Il ruolo e le sfide dell’industria alimentare nell’affrontare le malattie croniche

Molte raccomandazioni alle aziende alimentari considerate semplici si sono rivelate complesse, richiedendo approfondimenti sui limiti della scienza, sul ruolo delle catene di approvvigionamento e dei prezzi delle materie prime, sugli agricoltori, sui rivenditori e sul comportamento dei consumatori. Per esempio, ci sono state richieste alle aziende alimentari di abbassare il livello di grassi saturi negli oli che usano come mezzo per ridurre i rischi di malattie cardiovascolari.

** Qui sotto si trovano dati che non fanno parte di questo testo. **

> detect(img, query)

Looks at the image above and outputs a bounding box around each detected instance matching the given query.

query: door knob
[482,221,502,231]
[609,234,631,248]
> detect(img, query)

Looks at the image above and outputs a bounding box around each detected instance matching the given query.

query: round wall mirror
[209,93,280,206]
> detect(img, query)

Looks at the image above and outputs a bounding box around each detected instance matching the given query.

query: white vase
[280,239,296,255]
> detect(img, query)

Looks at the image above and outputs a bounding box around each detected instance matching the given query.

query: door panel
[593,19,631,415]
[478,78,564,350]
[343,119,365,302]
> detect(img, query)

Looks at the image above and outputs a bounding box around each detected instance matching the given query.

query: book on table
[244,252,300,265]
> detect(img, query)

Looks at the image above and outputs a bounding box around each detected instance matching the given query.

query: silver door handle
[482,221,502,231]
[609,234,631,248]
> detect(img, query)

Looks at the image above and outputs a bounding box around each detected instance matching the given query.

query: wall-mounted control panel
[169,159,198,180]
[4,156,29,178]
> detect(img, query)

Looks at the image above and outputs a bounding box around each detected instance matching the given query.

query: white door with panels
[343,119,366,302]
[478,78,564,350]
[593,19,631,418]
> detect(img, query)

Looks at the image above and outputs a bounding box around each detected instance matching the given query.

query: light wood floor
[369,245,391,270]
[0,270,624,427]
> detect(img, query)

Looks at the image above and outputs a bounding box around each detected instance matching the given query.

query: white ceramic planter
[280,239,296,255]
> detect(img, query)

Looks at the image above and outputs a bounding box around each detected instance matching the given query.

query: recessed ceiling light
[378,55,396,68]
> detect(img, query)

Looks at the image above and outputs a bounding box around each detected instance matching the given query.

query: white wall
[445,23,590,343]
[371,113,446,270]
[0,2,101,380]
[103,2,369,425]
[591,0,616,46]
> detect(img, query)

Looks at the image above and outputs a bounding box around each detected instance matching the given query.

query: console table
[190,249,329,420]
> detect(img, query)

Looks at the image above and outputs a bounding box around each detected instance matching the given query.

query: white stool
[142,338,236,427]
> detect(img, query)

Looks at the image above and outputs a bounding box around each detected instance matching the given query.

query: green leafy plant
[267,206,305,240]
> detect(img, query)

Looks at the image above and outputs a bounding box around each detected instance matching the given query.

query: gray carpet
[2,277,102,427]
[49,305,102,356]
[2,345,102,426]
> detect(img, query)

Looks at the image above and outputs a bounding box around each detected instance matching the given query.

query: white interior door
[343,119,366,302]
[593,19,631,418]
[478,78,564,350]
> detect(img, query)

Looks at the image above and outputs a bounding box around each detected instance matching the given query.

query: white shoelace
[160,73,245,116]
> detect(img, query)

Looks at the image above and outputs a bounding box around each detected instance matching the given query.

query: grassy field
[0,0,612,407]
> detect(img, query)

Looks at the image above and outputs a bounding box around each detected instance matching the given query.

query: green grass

L’attuazione di un tale appello non è facile. Con il prezzo dell’olio di palma relativamente economico, l’accessibilità dei clienti rende più difficile costruire un caso per l’uso di oli alternativi con profili di acidi grassi migliori. Inoltre, la produttività intrinseca del palma rispetto al girasole e ad altri semi oleosi favorisce il palma. Passare improvvisamente da un olio all’altro in un processo di produzione non è realistico e, in molti casi, non è auspicabile. Piuttosto, è necessario un piano a lungo termine ben strutturato che includa l’investimento in una gamma di oli che possano soddisfare la domanda di fornitura su larga scala, sostenendo la ricerca per ridurre i livelli di grassi saturi degli oli alimentari comunemente usati, rivedendo i prezzi e i sussidi per gli oli, e spostando l’uso dell’olio di palma da fonti non sostenibili a fonti sostenibili certificate. Il recente annuncio di Unilever di prendere le distanze da uno dei maggiori produttori di olio di palma, scoperto a disboscare la foresta pluviale protetta, è un caso di studio positivo di questo cambiamento. Costruire una fornitura futura di oli più adatti è particolarmente importante in paesi come la Cina e l’India, dove il consumo è aumentato vertiginosamente negli ultimi decenni.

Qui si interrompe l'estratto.